There's just something about how Lestat starts off his vampirism so morally uncomplicated, so easy to root for, comically good natured. what a good boy! what an upstanding young man! he's only killing cutthroats and murderers! he's dressing Like That so that highwaymen try to kill him first! he's sending money home to ma!! and the family! IMMEDIATELY! he doesn't even like his family and they don't love him! he pays off his old boss's debts! he pays his boyfriend's nicer rent! buys him violin lessons! does all this at a distance because he doesn't want it to be emotionally awful for them. he's constantly contemplating the nature of goodness and what that might mean!

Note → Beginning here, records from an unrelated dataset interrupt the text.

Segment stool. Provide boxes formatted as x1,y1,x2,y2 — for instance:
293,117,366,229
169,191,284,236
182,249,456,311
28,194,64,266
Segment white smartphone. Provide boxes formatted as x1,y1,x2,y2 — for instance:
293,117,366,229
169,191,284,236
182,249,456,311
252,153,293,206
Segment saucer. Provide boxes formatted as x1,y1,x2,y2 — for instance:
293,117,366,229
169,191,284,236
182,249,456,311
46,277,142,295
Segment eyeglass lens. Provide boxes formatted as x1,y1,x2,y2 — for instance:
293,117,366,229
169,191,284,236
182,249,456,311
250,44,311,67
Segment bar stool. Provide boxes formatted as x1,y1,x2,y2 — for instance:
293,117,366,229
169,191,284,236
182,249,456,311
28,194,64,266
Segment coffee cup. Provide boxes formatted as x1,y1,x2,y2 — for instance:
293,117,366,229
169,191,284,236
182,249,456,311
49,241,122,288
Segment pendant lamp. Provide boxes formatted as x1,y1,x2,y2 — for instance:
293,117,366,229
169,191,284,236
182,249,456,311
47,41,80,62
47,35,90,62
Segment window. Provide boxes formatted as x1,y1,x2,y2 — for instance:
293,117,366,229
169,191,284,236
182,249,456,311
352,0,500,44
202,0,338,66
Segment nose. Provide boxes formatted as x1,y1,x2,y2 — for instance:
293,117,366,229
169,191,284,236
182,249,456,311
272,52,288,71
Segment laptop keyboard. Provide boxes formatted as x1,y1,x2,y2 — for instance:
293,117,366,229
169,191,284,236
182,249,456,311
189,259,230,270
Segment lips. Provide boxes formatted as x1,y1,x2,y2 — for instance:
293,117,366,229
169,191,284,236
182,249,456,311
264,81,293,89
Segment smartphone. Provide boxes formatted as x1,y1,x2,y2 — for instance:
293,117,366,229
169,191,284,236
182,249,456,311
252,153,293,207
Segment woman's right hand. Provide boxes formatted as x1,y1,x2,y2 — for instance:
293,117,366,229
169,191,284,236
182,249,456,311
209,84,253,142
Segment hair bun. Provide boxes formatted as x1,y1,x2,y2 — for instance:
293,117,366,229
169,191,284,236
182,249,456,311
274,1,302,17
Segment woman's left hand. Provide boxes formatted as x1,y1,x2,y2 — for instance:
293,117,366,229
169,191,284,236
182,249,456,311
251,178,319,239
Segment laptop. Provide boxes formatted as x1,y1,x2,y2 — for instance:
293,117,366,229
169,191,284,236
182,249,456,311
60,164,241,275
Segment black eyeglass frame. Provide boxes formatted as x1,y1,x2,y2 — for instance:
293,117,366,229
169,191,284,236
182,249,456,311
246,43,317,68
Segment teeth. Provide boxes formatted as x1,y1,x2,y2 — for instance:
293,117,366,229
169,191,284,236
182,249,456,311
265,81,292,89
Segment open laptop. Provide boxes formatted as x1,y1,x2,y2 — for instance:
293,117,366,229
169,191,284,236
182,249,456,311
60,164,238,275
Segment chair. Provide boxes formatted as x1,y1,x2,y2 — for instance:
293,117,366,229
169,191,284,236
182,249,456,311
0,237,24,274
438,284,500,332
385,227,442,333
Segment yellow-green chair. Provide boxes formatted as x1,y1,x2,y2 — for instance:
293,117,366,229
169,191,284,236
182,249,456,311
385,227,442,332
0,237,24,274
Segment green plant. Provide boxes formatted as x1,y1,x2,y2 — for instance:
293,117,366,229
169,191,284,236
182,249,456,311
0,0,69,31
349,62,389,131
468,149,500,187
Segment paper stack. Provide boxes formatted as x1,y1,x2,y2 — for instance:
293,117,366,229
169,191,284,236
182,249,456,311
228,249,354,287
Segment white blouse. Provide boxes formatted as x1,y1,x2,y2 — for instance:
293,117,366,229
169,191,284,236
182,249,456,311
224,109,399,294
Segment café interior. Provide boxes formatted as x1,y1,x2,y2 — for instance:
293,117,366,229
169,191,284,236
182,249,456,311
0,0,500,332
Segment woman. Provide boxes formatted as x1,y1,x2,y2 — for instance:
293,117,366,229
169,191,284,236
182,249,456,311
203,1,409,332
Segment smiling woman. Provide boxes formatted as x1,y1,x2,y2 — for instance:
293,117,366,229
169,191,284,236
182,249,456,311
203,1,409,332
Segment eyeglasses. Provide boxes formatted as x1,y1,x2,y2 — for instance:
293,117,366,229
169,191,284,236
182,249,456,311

and then he has one (1) kinda shitty day night and he's killing and eating a mother and child on the sacred grounds of Notre Dame. not because he has to. he does not. not because he isn't in control of his actions. he is. not for the sadistic pleasure of it--there is none--and not to be evil for the sake of evil. a poor woman checks on him, sees his bloody clothes and tries to drag him to safety and get him medical care, because she thinks he's hurt and she wants to help, and Lestat kills her. not out of evil or malice or sadism, but because he chooses to, because he's fully swapped out good vs. evil for aesthetic judgements, because the nature of vampirism itself changes him so fundamentally.
and that's horror. even a man who is pure in heart and says his prayers by night, to steal from another monster genre. there is a fundamental loss there, a change against his will that's nothing to do with superpowers, a change so wide and deep that even as he is aware of it, he isn't really alarmed. he just reasons his way through it. and the audience cheers for him, of course. but nothing he does is justified. and that's the horror of it, too, that a monster could be so likable and yet so fundamentally alien.